Nouvelle Lune : décollage dans six mois
Le chantier de la future salle de 500 places de La Lune des pirates avance à grands pas. Son ouverture, le 12 septembre à Saint-Leu, devrait faire grand bruit.
un large plateau de 80 m2, la future scène impressionne.
11.03.2026
JDA 1146
Dans quelques mois, Amiens Métropole décrochera la Lune. En attendant le décollage sonore, la construction du nouveau bâtiment bat son plein, à l’angle des rues des Archers et Edmond-Fontaine. « Le chantier entre dans sa phase finale, indique Pierre Savreux, vice-président d’Amiens Métropole délégué à la culture et au patrimoine. C’est un choix fort de maintenir ce type d’équipement en centre-ville. Ce lieu totem a vocation à incarner la scène des musiques actuelles dans son ensemble à Amiens. » Au coeur de Saint-Leu, la salle de 500 places permettra à La Lune des pirates de franchir un cap : doublement de la capacité par rapport à la salle du quai Bélu, confort d’écoute optimisé et plus grande notoriété.
La maison des musiciens
Les locaux occupent une surface de plancher d’environ 1 000 m2, intégrés au paysage. « La salle est dotée d’une scène de 80 m2, d’un espace d’accueil et bar, d’un pôle administratif avec bureaux et terrasse, de loges et de locaux techniques », liste Antoine Jacquemart, responsable de la maîtrise d’ouvrage à Amiens Métropole. Ajoutez à cela un studio d’enregistrement indépendant. Entre les deux, un nouveau passage sera créé, juste en face de l’entrée du bâtiment des Minimes de l’université (photo ci-dessous), qu’emprunteront quotidiennement riverains et étudiants.
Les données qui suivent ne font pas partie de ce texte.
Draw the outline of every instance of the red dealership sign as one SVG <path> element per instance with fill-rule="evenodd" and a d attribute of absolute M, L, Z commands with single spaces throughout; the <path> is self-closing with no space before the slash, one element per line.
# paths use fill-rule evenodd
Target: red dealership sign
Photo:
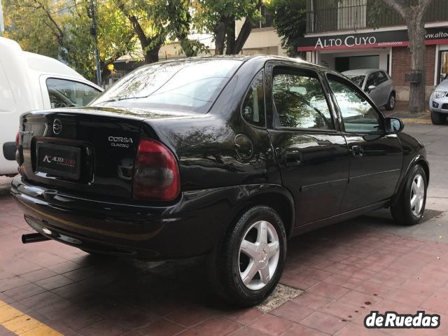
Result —
<path fill-rule="evenodd" d="M 427 45 L 448 43 L 448 27 L 426 29 L 425 43 Z M 304 37 L 300 40 L 297 49 L 298 51 L 314 51 L 407 46 L 409 46 L 407 30 L 393 30 Z"/>

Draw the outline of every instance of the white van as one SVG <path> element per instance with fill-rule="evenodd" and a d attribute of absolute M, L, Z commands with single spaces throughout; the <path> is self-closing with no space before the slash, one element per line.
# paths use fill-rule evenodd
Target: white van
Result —
<path fill-rule="evenodd" d="M 17 174 L 15 139 L 21 114 L 82 106 L 102 91 L 63 63 L 0 37 L 0 175 Z"/>

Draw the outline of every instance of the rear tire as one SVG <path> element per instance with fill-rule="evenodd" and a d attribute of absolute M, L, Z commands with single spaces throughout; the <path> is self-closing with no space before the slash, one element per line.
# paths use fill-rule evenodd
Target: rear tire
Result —
<path fill-rule="evenodd" d="M 393 220 L 402 225 L 414 225 L 423 218 L 426 204 L 428 183 L 420 164 L 412 167 L 397 203 L 391 206 Z"/>
<path fill-rule="evenodd" d="M 447 121 L 447 116 L 444 113 L 431 111 L 431 121 L 433 125 L 443 125 Z"/>
<path fill-rule="evenodd" d="M 396 95 L 395 93 L 391 92 L 389 96 L 389 99 L 387 101 L 387 104 L 384 106 L 387 111 L 392 111 L 395 108 L 395 105 L 396 103 Z"/>
<path fill-rule="evenodd" d="M 276 286 L 286 255 L 286 233 L 272 208 L 247 210 L 207 258 L 211 285 L 232 304 L 251 307 Z"/>

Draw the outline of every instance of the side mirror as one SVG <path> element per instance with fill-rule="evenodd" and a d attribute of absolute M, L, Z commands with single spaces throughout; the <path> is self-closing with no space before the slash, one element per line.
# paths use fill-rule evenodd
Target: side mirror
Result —
<path fill-rule="evenodd" d="M 400 133 L 405 128 L 405 123 L 398 118 L 386 118 L 386 131 L 388 133 Z"/>

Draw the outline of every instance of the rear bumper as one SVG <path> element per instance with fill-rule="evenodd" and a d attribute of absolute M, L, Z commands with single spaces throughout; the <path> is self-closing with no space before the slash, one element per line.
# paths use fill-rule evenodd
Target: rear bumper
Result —
<path fill-rule="evenodd" d="M 158 260 L 211 250 L 238 211 L 236 201 L 241 192 L 250 195 L 244 189 L 251 187 L 260 186 L 186 192 L 174 205 L 146 206 L 75 197 L 18 176 L 11 195 L 30 226 L 49 238 L 87 251 Z"/>
<path fill-rule="evenodd" d="M 435 98 L 431 96 L 429 99 L 429 108 L 433 112 L 448 114 L 448 97 Z"/>

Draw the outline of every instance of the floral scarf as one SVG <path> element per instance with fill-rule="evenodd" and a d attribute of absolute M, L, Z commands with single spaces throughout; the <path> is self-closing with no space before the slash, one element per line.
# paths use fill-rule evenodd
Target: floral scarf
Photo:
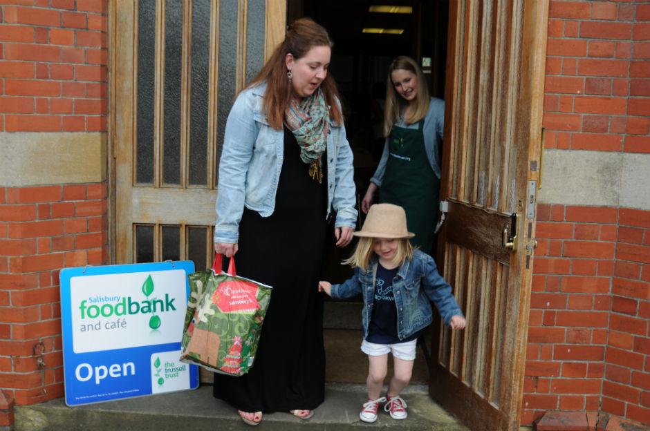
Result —
<path fill-rule="evenodd" d="M 292 98 L 284 113 L 287 126 L 300 146 L 300 160 L 308 164 L 309 175 L 323 182 L 321 156 L 325 152 L 329 133 L 330 107 L 319 87 L 301 102 Z"/>

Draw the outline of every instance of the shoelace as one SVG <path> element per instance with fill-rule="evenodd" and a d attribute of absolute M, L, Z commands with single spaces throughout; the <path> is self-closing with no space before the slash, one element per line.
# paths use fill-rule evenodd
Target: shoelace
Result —
<path fill-rule="evenodd" d="M 373 414 L 376 414 L 377 410 L 379 409 L 379 403 L 383 403 L 385 401 L 386 401 L 385 396 L 378 398 L 375 400 L 369 400 L 366 403 L 364 403 L 363 411 L 367 412 L 369 413 L 372 413 Z"/>
<path fill-rule="evenodd" d="M 386 403 L 386 405 L 384 406 L 384 412 L 390 412 L 391 410 L 398 410 L 398 411 L 405 411 L 406 410 L 407 405 L 406 401 L 404 401 L 401 396 L 393 396 L 388 400 L 388 403 Z"/>

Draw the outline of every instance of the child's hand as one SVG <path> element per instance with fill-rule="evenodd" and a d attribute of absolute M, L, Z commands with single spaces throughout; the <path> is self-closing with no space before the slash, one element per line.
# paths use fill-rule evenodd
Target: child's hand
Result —
<path fill-rule="evenodd" d="M 318 282 L 318 291 L 324 291 L 330 296 L 332 296 L 332 284 L 326 281 Z"/>
<path fill-rule="evenodd" d="M 460 314 L 456 314 L 452 318 L 452 320 L 449 322 L 449 327 L 452 329 L 462 329 L 465 327 L 467 321 L 465 320 L 465 318 L 461 316 Z"/>

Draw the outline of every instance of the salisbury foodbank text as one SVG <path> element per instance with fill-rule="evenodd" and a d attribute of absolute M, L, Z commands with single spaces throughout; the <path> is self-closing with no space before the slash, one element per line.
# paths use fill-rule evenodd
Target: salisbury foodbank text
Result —
<path fill-rule="evenodd" d="M 174 306 L 175 298 L 169 300 L 169 294 L 165 294 L 165 300 L 162 299 L 145 300 L 142 301 L 133 301 L 131 296 L 122 298 L 122 300 L 118 300 L 117 303 L 111 304 L 107 303 L 102 305 L 88 305 L 89 301 L 84 300 L 79 306 L 81 311 L 81 318 L 82 319 L 88 317 L 89 318 L 95 318 L 102 316 L 103 317 L 111 317 L 111 316 L 125 316 L 127 314 L 142 314 L 147 313 L 158 313 L 162 312 L 176 311 Z"/>
<path fill-rule="evenodd" d="M 131 296 L 96 296 L 83 300 L 79 305 L 79 311 L 82 320 L 118 316 L 117 319 L 104 323 L 104 329 L 106 329 L 127 327 L 126 319 L 120 318 L 119 316 L 151 314 L 152 316 L 149 327 L 155 329 L 160 325 L 160 318 L 157 314 L 175 312 L 176 308 L 174 305 L 174 300 L 176 298 L 170 298 L 169 294 L 165 294 L 165 299 L 152 298 L 141 301 L 133 300 Z M 88 324 L 82 323 L 80 330 L 82 332 L 97 331 L 101 330 L 102 327 L 99 321 Z"/>

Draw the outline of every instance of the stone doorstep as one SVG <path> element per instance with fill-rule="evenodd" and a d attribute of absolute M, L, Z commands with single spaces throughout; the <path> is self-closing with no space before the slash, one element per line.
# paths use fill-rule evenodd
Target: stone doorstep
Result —
<path fill-rule="evenodd" d="M 363 385 L 330 383 L 325 401 L 313 418 L 303 421 L 288 413 L 265 414 L 257 430 L 358 430 L 363 427 L 427 431 L 468 431 L 429 396 L 425 385 L 407 388 L 403 397 L 409 405 L 409 417 L 395 421 L 380 412 L 374 424 L 359 419 L 366 400 Z M 132 398 L 115 401 L 68 407 L 63 399 L 32 405 L 16 406 L 15 431 L 88 430 L 97 431 L 165 431 L 166 430 L 250 430 L 236 410 L 212 397 L 212 388 L 203 385 L 196 390 Z"/>

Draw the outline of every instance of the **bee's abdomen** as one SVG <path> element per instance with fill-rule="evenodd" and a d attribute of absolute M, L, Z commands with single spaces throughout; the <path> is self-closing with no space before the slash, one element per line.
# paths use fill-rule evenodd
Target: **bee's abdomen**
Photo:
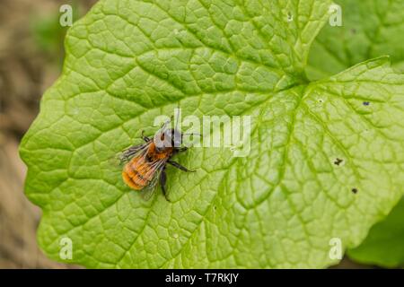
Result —
<path fill-rule="evenodd" d="M 153 178 L 150 164 L 143 159 L 133 159 L 122 170 L 122 178 L 127 185 L 135 190 L 145 187 Z"/>

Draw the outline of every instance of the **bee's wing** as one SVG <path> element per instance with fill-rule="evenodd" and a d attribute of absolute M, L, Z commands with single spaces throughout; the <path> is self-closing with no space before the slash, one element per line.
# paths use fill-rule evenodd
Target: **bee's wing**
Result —
<path fill-rule="evenodd" d="M 128 162 L 134 156 L 139 155 L 142 152 L 147 151 L 147 147 L 150 143 L 145 143 L 142 144 L 132 145 L 127 149 L 115 154 L 110 161 L 115 166 L 122 167 L 125 163 Z"/>
<path fill-rule="evenodd" d="M 156 164 L 155 172 L 153 176 L 152 180 L 149 182 L 147 187 L 142 189 L 141 196 L 144 200 L 147 201 L 152 198 L 153 195 L 157 189 L 157 186 L 160 179 L 160 175 L 162 174 L 162 170 L 164 169 L 166 161 L 161 161 Z"/>

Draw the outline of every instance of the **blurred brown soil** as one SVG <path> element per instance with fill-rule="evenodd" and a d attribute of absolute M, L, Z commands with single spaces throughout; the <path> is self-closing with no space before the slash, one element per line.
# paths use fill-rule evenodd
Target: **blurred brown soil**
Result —
<path fill-rule="evenodd" d="M 94 2 L 79 1 L 80 8 L 85 12 Z M 40 209 L 23 194 L 26 168 L 18 155 L 19 142 L 38 114 L 44 91 L 60 74 L 63 57 L 38 47 L 32 22 L 57 17 L 64 4 L 72 1 L 0 1 L 0 268 L 77 267 L 48 259 L 39 249 Z"/>

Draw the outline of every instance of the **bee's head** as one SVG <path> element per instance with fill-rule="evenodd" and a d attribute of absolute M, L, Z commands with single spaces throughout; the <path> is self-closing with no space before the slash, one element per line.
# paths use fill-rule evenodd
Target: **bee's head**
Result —
<path fill-rule="evenodd" d="M 182 134 L 175 128 L 168 128 L 154 135 L 154 144 L 160 150 L 169 147 L 179 148 L 182 144 Z"/>

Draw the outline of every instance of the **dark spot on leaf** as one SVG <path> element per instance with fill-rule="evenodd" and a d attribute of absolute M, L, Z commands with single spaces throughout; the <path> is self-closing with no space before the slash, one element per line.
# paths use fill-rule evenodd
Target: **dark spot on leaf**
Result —
<path fill-rule="evenodd" d="M 341 159 L 337 158 L 337 159 L 335 159 L 335 161 L 334 161 L 334 164 L 335 164 L 335 165 L 339 165 L 339 164 L 341 164 L 342 161 L 344 161 L 344 160 L 341 160 Z"/>

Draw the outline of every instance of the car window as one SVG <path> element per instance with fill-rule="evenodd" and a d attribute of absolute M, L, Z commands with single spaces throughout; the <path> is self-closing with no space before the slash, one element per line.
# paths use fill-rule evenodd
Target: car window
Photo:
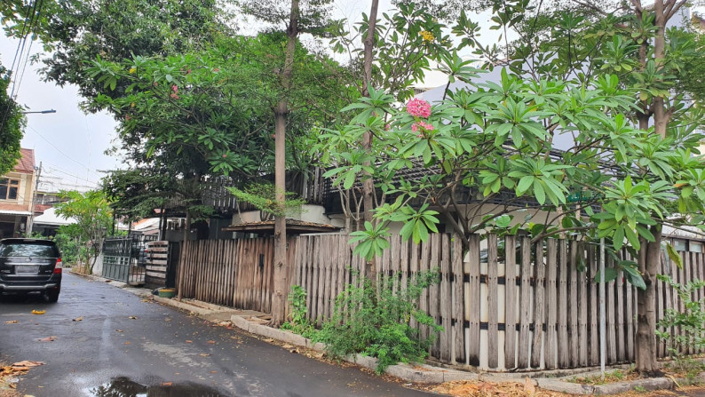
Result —
<path fill-rule="evenodd" d="M 53 245 L 45 244 L 0 244 L 0 257 L 56 258 Z"/>

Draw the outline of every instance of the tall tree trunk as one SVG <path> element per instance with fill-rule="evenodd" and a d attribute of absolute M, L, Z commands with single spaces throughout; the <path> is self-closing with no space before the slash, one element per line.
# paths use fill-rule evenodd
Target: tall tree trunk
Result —
<path fill-rule="evenodd" d="M 181 253 L 181 258 L 186 258 L 186 242 L 188 242 L 188 234 L 189 230 L 191 229 L 191 211 L 188 210 L 186 208 L 186 225 L 184 225 L 184 250 Z M 186 274 L 184 274 L 185 268 L 184 268 L 183 262 L 179 261 L 178 263 L 178 288 L 177 289 L 177 299 L 181 300 L 181 297 L 183 296 L 182 292 L 184 291 L 184 279 L 186 278 Z"/>
<path fill-rule="evenodd" d="M 284 68 L 281 72 L 283 94 L 274 111 L 274 186 L 277 206 L 284 211 L 286 191 L 286 131 L 289 114 L 289 90 L 291 88 L 291 74 L 294 70 L 294 51 L 298 36 L 298 0 L 292 0 L 291 13 L 287 28 L 287 49 Z M 274 218 L 274 290 L 272 292 L 272 320 L 270 325 L 279 327 L 284 322 L 289 279 L 287 277 L 287 218 L 286 214 Z"/>
<path fill-rule="evenodd" d="M 656 274 L 661 268 L 661 226 L 651 226 L 654 241 L 642 239 L 639 250 L 639 272 L 646 289 L 637 290 L 636 369 L 641 373 L 654 374 L 659 369 L 656 361 Z"/>
<path fill-rule="evenodd" d="M 641 1 L 633 0 L 635 15 L 643 20 L 645 8 Z M 666 24 L 669 15 L 677 12 L 685 2 L 680 0 L 655 0 L 654 2 L 654 24 L 656 35 L 654 38 L 654 62 L 656 68 L 663 67 L 666 56 Z M 641 69 L 646 67 L 648 60 L 648 42 L 644 41 L 639 46 L 639 63 Z M 641 112 L 637 115 L 639 129 L 648 130 L 649 120 L 654 116 L 654 131 L 661 139 L 666 138 L 670 115 L 665 107 L 665 99 L 661 96 L 654 97 L 651 103 L 646 99 L 641 101 Z M 644 242 L 639 250 L 638 266 L 646 289 L 637 291 L 637 337 L 636 337 L 636 368 L 642 373 L 651 374 L 659 369 L 656 356 L 656 274 L 661 268 L 661 226 L 651 226 L 655 238 L 654 242 Z"/>
<path fill-rule="evenodd" d="M 364 87 L 362 87 L 362 96 L 369 97 L 369 87 L 372 84 L 372 50 L 375 48 L 375 30 L 376 29 L 377 22 L 377 8 L 379 7 L 379 0 L 372 0 L 372 5 L 369 10 L 369 25 L 368 27 L 368 34 L 364 41 L 364 55 L 363 67 L 365 69 Z M 369 152 L 372 148 L 372 132 L 365 132 L 362 136 L 362 148 Z M 366 162 L 365 165 L 370 165 L 369 162 Z M 369 176 L 367 172 L 366 175 Z M 367 178 L 362 181 L 362 207 L 365 211 L 365 222 L 373 223 L 372 210 L 374 209 L 374 202 L 372 195 L 375 194 L 375 181 L 372 178 Z M 375 258 L 368 260 L 365 263 L 365 275 L 370 280 L 375 280 L 377 277 L 376 266 Z"/>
Le coût total du projet s’élève à 7,6 millions d’euros.
Deux lieux
Labellisée Scène de musiques actuelles (Smac), La Lune des pirates version 2026 fonctionnera donc sur deux sites. « La salle historique, riche en souvenirs pour les Amiénois et les artistes qui s’y sont produits, sera nommée Le Club, annonce Antoine Grillon, son directeur. Les deux lieux seront complémentaires. » Le Club privilégiera la promotion et l’émergence de musiques plus alternatives quand la grande salle pourra permettre « d’accueillir d’autres artistes et de mettre notamment en place des décors pour les spectacles, ce qui n’était jusqu’alors pas possible ». Modernité et continuité en perspective pour celle qui doit son nom à la chanson Lune des pirates du chanteur amiénois Paul Boissard. Du gros oeuvre au gros son, il n’y a qu’un pas. Six mois exactement avant l’ouverture au public.